Con una práctica diaria y constante, la mayoría de quienes aprenden alcanzan una conversación cotidiana cómoda en 3 a 6 meses en un idioma fácil como el español o el francés, y tardan más en los difíciles como el árabe o el japonés. La variable que más pesa es cuántas de esas horas pasas hablando de verdad en lugar de solo estudiando.
¿Cuántas horas al día debería practicar para hablar un idioma?
Incluso 15 a 30 minutos concentrados al día ganan a las sesiones largas ocasionales, porque hablar es memoria muscular que responde a la frecuencia. Pero alrededor de una hora al día, con la mayor parte dedicada a hablar en voz alta, es el punto ideal para alcanzar el nivel conversacional en un año.
¿Cuál es el idioma más difícil de aprender para los hablantes de inglés?
Según las estimaciones del Instituto del Servicio Exterior de EE. UU. (FSI), el árabe, el chino mandarín, el japonés y el coreano son los que más tiempo requieren: unas 2200 horas de clase para una competencia profesional, unas tres a cuatro veces más que un idioma fácil como el español o el italiano.

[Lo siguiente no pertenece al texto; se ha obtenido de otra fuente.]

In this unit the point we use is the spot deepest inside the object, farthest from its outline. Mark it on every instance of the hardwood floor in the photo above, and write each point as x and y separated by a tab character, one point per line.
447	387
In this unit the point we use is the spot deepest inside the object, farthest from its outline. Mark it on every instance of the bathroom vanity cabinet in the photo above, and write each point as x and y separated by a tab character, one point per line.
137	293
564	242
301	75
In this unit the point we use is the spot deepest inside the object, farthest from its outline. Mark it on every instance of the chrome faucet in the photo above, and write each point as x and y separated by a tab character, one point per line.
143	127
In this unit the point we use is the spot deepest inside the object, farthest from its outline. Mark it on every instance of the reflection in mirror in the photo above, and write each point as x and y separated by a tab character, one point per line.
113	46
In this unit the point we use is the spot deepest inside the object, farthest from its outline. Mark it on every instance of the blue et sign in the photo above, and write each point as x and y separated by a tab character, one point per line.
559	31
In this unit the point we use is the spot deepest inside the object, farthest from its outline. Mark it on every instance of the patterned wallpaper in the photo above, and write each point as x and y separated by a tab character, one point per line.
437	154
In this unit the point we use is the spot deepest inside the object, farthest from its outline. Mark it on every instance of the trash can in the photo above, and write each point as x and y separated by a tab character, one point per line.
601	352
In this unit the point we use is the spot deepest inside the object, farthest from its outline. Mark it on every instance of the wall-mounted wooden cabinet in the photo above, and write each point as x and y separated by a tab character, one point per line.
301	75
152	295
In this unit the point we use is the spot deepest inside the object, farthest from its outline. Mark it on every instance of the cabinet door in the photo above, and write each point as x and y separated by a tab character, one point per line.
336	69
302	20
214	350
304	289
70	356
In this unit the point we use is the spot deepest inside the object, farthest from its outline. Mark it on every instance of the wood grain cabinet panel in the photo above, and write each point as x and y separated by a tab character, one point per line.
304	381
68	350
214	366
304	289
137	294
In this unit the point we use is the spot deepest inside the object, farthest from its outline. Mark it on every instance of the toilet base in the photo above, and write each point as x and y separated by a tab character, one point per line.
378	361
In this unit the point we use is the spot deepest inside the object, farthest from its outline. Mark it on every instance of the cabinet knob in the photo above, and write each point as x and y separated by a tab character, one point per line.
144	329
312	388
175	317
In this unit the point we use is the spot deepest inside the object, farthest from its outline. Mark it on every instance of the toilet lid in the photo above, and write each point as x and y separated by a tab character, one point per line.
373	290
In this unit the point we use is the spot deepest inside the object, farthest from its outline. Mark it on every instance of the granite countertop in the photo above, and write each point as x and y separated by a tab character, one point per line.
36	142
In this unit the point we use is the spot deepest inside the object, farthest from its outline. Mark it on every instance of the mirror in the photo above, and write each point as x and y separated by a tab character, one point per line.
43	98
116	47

¿Se puede llegar a ser fluido en un idioma en 3 meses?
Verdaderamente fluido (C1–C2 del MCER), no: eso lleva años. Pero el nivel conversacional (A2–B1) en un idioma fácil es realista en tres meses si haces de una a tres horas de práctica, sobre todo hablando, todos los días. La mayoría de las historias de «fluidez en 3 meses» describen en realidad una capacidad conversacional, no una fluidez de verdad.